Fort, Tullykenny, Co. Monaghan
Co. Monaghan |
Ringforts
Some places are notable for what survives.
This one is notable for what no longer does. On the east-facing slope of a ridge running roughly north-east to south-west in Tullykenny, County Monaghan, there was once an earthwork fort, the kind of raised, roughly circular enclosure found in their hundreds across the Irish countryside. By the year 2000 it had been removed entirely, leaving no visible trace in the field.
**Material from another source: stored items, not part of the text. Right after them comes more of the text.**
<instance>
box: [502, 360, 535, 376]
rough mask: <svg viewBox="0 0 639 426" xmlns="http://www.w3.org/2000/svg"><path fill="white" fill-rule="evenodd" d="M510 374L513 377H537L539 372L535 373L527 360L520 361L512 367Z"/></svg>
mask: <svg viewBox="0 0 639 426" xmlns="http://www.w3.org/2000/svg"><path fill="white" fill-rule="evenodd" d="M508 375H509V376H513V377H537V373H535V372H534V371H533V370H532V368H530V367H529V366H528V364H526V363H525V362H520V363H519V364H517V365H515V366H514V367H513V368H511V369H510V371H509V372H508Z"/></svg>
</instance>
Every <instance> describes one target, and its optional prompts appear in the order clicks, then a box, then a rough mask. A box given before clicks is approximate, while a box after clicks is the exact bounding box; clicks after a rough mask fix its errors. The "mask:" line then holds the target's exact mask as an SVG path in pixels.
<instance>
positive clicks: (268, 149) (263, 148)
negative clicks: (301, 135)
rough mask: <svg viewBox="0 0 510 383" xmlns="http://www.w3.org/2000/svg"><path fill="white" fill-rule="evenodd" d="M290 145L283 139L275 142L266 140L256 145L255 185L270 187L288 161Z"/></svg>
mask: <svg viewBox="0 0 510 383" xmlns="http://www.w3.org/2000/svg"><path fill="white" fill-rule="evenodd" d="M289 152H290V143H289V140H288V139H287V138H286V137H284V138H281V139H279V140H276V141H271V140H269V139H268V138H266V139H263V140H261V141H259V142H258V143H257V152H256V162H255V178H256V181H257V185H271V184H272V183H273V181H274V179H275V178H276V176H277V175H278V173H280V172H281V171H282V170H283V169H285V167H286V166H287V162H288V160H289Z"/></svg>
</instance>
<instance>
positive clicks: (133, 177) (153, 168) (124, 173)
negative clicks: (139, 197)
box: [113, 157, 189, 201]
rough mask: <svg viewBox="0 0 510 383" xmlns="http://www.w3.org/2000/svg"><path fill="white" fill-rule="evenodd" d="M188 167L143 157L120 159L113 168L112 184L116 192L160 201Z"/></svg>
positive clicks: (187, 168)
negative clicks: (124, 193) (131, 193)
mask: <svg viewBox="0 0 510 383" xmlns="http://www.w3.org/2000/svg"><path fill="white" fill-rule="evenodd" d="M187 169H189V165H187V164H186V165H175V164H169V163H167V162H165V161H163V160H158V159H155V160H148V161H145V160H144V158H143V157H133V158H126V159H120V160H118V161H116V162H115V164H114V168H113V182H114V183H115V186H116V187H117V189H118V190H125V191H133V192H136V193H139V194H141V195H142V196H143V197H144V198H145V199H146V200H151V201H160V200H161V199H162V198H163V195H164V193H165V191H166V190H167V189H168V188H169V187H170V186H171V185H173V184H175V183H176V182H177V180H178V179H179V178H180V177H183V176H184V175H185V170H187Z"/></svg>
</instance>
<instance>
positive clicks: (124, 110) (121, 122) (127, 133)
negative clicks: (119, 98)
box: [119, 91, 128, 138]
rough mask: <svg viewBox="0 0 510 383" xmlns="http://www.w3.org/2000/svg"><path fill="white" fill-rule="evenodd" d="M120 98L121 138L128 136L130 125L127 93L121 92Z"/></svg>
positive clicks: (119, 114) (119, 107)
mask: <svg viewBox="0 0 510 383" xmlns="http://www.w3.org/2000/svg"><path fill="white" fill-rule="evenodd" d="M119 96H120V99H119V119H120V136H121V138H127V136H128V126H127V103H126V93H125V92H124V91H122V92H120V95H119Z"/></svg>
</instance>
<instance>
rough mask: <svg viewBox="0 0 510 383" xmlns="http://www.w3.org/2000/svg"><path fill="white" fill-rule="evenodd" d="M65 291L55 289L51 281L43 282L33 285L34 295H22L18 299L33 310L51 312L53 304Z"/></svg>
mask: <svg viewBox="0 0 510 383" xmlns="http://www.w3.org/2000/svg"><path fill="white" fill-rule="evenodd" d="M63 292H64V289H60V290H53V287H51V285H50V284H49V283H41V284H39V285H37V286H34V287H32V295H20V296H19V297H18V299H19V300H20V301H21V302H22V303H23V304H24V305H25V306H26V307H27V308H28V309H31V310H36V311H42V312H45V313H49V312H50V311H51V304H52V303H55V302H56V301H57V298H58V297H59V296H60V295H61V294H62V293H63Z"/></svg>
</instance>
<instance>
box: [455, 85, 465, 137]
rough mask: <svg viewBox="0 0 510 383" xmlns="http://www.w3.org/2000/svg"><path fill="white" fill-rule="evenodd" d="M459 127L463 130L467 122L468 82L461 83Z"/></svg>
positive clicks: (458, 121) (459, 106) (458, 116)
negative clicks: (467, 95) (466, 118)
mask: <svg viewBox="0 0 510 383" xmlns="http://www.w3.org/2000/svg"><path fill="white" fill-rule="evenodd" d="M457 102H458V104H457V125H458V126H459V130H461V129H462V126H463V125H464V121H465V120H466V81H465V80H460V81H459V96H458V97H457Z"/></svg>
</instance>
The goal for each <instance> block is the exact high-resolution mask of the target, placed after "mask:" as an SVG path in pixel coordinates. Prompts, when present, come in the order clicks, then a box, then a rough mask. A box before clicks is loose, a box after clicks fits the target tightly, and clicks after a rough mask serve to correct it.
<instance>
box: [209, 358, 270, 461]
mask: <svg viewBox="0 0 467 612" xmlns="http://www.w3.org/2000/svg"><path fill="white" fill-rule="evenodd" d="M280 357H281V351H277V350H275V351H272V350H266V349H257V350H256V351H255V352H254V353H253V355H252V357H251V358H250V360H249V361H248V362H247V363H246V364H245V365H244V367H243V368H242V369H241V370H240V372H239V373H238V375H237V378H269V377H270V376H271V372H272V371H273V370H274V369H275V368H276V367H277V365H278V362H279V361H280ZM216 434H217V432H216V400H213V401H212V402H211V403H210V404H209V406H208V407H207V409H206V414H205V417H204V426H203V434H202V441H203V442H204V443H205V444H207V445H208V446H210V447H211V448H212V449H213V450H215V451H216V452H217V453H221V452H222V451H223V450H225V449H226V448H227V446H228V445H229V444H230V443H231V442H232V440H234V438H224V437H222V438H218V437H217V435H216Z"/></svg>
When surveyors recorded it in 1967, the fort appeared as a subcircular mound about 30 metres across at its longest, rising two and a half to three metres above the surrounding field and covered in grass and scrub. A scarp, the steep earthen edge that defines the boundary of such an enclosure, ran around its northern arc, with a berm, a flat shelf of ground sitting on top of the scarp, extending from the south-west round to the north. No original entrance could be identified, which is not unusual for earthworks of this type; many ring-forts and related monuments lost their formal gaps through centuries of agricultural reshaping. There was also a grass-covered quarry hole in the eastern portion of the mound, suggesting the site had already been partially disturbed before anyone thought to measure it. The monument was formally recorded in the Archaeological Inventory of County Monaghan published in 1986, but sometime between that documentation and around 2000 the earthwork was levelled altogether, most likely through agricultural clearance.
What makes Tullykenny worth pausing over is precisely this arc from record to erasure. The 1967 description preserves, in careful metric detail, something that now exists only on paper: a mound with a berm, a scarp, an unidentified entrance, and a quarry hole slowly greening over. The landscape holds no sign of any of it.